La capacidad de monitorizar continuamente el estado de las carreteras cambia la forma en que se toman las decisiones de mantenimiento. En lugar de reaccionar cuando los defectos ya son graves, las autoridades pueden identificar señales tempranas de deterioro e intervenir antes de que los daños se agraven. El mantenimiento puede priorizarse basándose en el rendimiento real de las carreteras y no en suposiciones o inspecciones poco frecuentes.

El mantenimiento preventivo permite abordar el deterioro antes de que se produzcan fallos importantes, mientras que el mantenimiento predictivo utiliza tendencias a largo plazo y el comportamiento medido de las carreteras para estimar cuándo será necesario intervenir.

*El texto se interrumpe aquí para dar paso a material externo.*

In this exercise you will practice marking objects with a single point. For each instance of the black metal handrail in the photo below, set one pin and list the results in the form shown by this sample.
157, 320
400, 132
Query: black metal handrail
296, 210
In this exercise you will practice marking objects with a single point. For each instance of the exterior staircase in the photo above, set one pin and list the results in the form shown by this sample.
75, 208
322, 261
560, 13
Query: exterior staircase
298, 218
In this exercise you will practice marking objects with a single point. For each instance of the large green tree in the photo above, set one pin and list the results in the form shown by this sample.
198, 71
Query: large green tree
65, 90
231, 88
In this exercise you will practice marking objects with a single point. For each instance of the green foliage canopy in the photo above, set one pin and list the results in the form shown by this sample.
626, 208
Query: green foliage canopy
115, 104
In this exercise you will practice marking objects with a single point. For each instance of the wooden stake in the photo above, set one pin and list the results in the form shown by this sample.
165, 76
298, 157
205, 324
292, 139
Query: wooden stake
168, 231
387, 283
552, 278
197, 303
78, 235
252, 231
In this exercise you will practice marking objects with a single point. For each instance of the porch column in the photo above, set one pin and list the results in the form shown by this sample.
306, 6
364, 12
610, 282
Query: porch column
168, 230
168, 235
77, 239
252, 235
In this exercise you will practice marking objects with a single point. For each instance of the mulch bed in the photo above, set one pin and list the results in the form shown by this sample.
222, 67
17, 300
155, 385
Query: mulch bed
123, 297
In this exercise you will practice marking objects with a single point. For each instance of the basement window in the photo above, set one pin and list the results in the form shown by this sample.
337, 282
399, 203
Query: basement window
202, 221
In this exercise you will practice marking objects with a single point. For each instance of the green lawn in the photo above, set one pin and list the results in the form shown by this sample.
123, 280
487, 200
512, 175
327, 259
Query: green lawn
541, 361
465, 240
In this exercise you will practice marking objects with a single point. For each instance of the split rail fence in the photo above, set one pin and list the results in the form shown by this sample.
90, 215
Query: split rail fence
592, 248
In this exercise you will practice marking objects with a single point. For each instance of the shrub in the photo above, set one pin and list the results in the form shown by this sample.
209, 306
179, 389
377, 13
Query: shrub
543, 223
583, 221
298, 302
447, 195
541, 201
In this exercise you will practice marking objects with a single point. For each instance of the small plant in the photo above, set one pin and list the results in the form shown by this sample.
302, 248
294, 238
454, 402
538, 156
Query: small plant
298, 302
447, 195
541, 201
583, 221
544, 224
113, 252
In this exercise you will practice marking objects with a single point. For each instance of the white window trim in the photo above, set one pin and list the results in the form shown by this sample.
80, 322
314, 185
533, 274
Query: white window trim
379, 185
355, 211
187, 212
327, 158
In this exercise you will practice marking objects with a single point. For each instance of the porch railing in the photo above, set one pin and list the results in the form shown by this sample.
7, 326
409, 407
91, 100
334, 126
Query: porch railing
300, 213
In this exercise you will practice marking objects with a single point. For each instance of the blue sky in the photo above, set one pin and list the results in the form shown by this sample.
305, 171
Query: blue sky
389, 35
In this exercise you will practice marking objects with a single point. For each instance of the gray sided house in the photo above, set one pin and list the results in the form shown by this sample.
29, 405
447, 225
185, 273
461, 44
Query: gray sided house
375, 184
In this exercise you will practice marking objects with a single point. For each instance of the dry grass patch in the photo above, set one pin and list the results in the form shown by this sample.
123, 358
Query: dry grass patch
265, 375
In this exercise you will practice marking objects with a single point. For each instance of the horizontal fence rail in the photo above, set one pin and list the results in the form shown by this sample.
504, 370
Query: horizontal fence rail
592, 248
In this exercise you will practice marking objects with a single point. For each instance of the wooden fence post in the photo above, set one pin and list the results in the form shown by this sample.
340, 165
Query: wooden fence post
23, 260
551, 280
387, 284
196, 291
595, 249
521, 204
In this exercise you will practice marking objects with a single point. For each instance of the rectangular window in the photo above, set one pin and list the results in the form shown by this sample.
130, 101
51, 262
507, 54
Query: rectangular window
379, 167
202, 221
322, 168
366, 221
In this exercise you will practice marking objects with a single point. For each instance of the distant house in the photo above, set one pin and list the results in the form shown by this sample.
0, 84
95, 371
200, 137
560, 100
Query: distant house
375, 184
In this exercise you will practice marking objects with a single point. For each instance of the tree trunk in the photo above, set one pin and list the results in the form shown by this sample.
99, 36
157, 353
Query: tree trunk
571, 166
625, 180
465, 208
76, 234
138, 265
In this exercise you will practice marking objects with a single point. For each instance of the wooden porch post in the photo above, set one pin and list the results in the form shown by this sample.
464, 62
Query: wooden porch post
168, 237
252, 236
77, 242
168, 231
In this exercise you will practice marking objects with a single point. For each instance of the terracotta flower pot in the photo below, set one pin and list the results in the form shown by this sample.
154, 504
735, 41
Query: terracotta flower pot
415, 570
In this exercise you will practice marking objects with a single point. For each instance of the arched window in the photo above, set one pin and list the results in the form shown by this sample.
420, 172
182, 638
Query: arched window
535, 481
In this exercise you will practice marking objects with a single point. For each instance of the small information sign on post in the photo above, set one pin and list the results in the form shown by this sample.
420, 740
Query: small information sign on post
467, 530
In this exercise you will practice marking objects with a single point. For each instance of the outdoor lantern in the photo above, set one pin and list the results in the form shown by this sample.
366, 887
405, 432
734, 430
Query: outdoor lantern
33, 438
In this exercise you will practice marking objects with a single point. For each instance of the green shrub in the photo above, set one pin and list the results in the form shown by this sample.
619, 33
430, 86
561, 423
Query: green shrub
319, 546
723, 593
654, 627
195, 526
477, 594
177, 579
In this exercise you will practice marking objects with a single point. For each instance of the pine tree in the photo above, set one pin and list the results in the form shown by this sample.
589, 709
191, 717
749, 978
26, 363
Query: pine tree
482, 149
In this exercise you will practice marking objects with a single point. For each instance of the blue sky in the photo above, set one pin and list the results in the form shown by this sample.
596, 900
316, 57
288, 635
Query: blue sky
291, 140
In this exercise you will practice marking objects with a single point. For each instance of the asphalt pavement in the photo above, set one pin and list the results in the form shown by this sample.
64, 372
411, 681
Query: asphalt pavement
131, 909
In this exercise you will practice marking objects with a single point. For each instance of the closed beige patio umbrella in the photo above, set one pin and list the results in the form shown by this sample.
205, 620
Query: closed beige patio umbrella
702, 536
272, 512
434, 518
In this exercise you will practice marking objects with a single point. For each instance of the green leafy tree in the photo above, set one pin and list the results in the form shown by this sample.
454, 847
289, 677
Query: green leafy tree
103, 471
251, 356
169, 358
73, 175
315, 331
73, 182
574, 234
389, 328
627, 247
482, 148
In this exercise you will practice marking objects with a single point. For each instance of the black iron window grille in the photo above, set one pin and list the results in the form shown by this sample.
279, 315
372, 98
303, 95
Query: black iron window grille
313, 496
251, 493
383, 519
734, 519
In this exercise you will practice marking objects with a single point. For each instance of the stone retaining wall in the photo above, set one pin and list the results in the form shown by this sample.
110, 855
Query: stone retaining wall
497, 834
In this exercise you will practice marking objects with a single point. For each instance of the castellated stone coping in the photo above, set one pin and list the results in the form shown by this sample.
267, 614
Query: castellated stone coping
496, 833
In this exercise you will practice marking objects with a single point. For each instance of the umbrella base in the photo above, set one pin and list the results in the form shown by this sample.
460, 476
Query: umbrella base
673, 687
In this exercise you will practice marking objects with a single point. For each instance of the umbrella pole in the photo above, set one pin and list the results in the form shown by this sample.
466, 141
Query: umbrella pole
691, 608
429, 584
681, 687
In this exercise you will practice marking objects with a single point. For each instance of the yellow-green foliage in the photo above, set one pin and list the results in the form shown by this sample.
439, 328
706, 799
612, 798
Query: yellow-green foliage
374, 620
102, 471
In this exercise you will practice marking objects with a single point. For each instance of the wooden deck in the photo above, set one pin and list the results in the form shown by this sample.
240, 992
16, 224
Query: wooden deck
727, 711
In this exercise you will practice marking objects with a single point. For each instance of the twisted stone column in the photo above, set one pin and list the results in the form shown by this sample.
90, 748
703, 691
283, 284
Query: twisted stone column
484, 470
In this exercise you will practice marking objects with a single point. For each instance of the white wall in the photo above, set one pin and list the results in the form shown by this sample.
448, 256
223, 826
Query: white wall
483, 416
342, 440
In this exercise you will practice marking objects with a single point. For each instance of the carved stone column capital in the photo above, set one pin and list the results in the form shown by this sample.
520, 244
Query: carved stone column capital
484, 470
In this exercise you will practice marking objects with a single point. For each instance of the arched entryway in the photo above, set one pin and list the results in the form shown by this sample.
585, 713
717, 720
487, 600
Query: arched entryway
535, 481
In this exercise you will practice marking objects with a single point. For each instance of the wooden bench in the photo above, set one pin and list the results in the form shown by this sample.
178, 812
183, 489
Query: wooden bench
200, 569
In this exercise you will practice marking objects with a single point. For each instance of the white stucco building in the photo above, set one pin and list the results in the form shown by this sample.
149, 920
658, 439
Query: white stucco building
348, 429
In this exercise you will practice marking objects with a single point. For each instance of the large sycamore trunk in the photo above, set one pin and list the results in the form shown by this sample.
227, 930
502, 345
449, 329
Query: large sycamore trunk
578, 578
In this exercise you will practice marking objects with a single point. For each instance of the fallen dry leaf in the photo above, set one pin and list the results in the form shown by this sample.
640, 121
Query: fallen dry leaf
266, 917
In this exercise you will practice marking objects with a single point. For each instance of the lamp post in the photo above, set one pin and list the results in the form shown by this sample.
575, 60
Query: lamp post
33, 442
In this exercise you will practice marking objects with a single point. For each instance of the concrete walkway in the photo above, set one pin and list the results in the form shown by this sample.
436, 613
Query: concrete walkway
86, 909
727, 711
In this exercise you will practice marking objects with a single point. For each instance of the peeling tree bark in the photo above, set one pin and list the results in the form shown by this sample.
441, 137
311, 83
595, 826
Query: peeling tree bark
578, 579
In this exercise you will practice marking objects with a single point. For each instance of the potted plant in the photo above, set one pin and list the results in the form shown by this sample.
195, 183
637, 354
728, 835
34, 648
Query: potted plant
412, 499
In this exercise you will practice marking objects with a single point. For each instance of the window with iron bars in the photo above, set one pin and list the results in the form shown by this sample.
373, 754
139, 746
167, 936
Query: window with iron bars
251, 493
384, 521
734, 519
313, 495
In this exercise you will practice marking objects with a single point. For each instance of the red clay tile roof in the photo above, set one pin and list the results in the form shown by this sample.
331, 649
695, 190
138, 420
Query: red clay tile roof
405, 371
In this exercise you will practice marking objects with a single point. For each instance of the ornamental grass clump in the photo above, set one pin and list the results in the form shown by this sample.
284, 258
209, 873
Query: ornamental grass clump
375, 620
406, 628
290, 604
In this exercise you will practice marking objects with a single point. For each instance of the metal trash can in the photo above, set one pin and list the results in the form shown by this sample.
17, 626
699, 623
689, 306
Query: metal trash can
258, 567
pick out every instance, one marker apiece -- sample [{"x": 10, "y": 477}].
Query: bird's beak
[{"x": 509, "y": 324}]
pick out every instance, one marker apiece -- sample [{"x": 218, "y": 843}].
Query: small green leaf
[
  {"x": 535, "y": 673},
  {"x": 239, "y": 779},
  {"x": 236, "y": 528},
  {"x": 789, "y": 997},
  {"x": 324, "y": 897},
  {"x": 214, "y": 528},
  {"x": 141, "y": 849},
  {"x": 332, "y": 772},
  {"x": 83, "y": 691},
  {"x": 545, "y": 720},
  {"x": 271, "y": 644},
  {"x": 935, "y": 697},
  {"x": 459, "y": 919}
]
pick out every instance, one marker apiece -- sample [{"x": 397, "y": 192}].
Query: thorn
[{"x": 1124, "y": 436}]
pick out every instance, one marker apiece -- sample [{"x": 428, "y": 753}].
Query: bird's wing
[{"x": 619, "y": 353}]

El resultado es una transición desde el mantenimiento reactivo hacia un enfoque más predictivo y operativo de la gestión de activos viales:

  • Planificación del mantenimiento más precisa
  • Mejor priorización de presupuestos y recursos
  • Seguimiento más eficaz de la durabilidad y el rendimiento de las reparaciones
  • Reducción de los costes del ciclo de vida de la red viaria
  • Infraestructuras más fiables y duraderas

Con un enfoque basado en datos, las decisiones de mantenimiento se vuelven más objetivas, transparentes y rentables, ya que se fundamentan en información recopilada de manera continua sobre el estado de las carreteras.

En última instancia, los datos de vehículos conectados transforman el propio papel de la monitorización vial. En lugar de depender de observaciones ocasionales del estado de la red, las autoridades obtienen visibilidad continua sobre cómo evolucionan las condiciones de las carreteras a lo largo del tiempo, lo que permite tomar decisiones de mantenimiento basadas no solo en el estado actual, sino también en cómo es probable que evolucione la red en el futuro.